Washington Post also reviews The Variations by Patrick Langley (New York Review Books): “The novel also works because its woolier, more mystical elements are balanced by some well-imagined alternative history”; Housewife: Why Women Still Do It All and What to Do Instead by Lisa Selin Davis (Legacy Lit): “Like a supermom, Housewife tries to do too much and accomplishes less than it could.”

The Guardian reviews The Hunter by Tana French (Viking): “By the end, these characters have taken on such solidity that, long after finishing it, I often catch myself wondering how they’re doing—a testament to the author’s mastery of her craft.”

Briefly Noted

Kai Bird, author of American Prometheus: The Triumph and Tragedy of J. Robert Oppenheimer  with Martin Sherwin (Vintage), wins the 2024 BIO Award.

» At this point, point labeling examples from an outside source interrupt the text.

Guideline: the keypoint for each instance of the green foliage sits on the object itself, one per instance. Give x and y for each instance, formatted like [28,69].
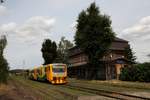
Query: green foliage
[49,51]
[3,62]
[94,33]
[138,72]
[129,55]
[63,47]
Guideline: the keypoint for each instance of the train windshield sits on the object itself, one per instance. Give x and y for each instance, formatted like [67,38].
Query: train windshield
[58,68]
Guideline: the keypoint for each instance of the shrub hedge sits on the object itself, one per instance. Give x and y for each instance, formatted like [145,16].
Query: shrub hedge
[138,72]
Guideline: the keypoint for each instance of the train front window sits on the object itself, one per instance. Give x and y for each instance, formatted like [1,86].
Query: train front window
[57,69]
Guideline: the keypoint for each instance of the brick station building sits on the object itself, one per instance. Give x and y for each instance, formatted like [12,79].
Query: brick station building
[114,60]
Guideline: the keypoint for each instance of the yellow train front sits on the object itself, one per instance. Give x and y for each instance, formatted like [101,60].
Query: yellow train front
[54,73]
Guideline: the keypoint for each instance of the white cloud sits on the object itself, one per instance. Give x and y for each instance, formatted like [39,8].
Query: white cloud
[31,30]
[139,37]
[140,29]
[3,10]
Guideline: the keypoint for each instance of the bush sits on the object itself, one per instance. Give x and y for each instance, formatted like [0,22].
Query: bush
[138,72]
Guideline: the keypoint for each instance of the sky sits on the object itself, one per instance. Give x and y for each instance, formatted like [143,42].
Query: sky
[26,23]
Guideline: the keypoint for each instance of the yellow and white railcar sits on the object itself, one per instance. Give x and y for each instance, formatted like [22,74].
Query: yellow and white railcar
[54,73]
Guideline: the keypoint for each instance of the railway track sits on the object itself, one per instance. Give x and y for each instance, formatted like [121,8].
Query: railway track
[110,94]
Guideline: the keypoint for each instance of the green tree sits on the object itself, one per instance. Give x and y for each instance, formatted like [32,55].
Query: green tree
[49,51]
[3,62]
[129,55]
[63,47]
[94,34]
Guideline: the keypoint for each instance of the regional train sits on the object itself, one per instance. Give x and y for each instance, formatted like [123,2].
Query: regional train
[53,73]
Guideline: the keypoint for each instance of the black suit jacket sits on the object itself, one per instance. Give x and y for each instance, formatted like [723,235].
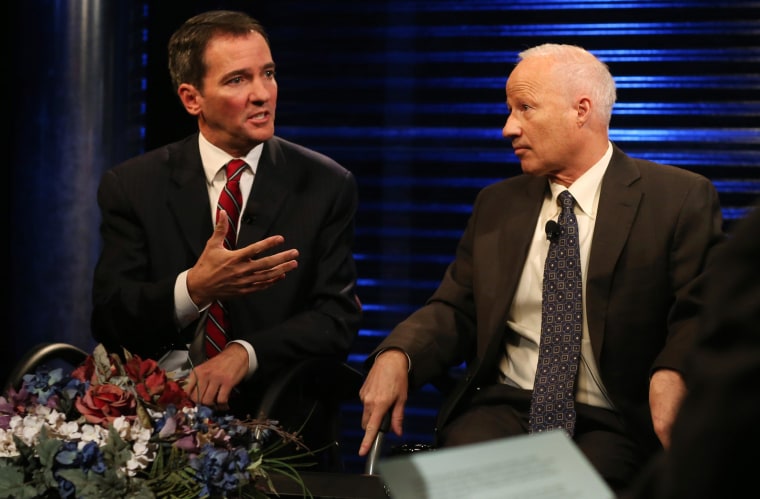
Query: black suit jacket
[716,431]
[655,226]
[156,220]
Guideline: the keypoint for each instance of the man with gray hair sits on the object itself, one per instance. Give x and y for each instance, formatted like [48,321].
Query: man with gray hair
[639,234]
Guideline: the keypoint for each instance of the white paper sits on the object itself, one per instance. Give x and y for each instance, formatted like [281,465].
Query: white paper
[545,465]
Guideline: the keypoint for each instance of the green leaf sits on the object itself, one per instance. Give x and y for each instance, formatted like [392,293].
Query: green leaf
[12,481]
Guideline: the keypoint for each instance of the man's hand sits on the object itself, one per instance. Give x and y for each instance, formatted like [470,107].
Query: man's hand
[667,390]
[386,386]
[221,273]
[211,383]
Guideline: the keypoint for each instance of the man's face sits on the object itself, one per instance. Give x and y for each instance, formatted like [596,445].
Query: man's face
[541,117]
[236,108]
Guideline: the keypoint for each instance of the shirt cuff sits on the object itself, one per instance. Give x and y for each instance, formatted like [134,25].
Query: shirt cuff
[253,362]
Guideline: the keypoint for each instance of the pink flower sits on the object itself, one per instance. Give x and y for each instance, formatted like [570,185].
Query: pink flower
[101,404]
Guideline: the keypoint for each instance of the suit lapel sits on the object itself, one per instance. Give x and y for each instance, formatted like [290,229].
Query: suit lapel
[271,188]
[518,222]
[618,203]
[189,187]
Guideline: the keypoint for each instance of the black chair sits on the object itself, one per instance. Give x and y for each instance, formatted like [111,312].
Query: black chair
[310,396]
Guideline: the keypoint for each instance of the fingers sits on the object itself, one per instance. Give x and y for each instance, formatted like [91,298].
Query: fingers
[371,429]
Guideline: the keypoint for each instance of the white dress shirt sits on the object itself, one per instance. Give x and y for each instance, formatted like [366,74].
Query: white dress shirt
[518,365]
[214,161]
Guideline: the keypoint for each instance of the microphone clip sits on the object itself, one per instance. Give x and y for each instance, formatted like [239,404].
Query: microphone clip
[553,230]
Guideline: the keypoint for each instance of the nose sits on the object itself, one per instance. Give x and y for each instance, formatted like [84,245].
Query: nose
[511,128]
[260,91]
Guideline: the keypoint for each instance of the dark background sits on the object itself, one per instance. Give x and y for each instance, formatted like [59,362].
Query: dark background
[409,95]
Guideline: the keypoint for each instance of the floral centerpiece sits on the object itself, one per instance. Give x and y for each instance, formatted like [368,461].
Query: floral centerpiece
[124,429]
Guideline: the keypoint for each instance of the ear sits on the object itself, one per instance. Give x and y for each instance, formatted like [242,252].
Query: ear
[584,110]
[190,97]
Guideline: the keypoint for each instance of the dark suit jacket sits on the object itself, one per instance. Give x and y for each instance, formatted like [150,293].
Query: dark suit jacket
[156,220]
[716,431]
[654,228]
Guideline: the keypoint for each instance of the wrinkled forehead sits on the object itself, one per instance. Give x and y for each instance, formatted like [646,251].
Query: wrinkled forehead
[530,76]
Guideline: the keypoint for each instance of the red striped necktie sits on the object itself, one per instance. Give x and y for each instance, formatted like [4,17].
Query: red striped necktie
[230,200]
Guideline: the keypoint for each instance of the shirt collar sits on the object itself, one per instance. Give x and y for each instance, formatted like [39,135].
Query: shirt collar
[587,187]
[214,159]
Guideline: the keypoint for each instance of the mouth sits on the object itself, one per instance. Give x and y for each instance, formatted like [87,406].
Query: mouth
[260,116]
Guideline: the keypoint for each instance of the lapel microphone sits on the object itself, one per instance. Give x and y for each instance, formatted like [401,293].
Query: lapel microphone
[552,229]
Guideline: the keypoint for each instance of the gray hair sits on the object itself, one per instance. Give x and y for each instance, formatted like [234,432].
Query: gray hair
[582,71]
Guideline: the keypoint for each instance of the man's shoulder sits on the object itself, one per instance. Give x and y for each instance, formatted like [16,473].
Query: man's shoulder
[280,149]
[183,150]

The April Indie Next List is out, featuring #1 pick James by Percival Everett (Doubleday; LJ starred review). 

Publishing Perspectives reports on a session on European subscription business models from the London Book Fair.

CrimeReads suggests 10 new books for the week

Rita Moreno talks with People about her 2013 memoir Rita Moreno (Celebra).

NPR’s Goats & Soda has a Q&A with Yashica Dutt about her new book, Coming Out as Dalit: A Memoir of Surviving India’s Caste System (Updated Edition) (Beacon).

Drew Carey recommends The Four Agreements: A Practical Guide to Personal Freedom by Don Miguel Ruiz (Amber-Allen), at People.

“William Whitworth, Revered Writer and Editor, Is Dead at 87.” NYT has an obituary.

Children’s author Petra Mathers dies at 78. NYT has an obituary. 

There’s still time to catch March Meowness month at the Worcester Public Library in Massachusetts; the library will accept cat pictures instead of fines in the month of MarchPeople has the story. 

Authors on Air

Oppenheimer, based on American Prometheus: The Triumph and Tragedy of J. Robert Oppenheimer by Martin Sherwin and Kai Bird, won seven Oscars last night. Poor Things based on the novel by Alasdair Gray (Mariner), won five. Today’s Shelf Awareness has more on the bookish winners and nomineesHollywood Reporter has a full list of winners.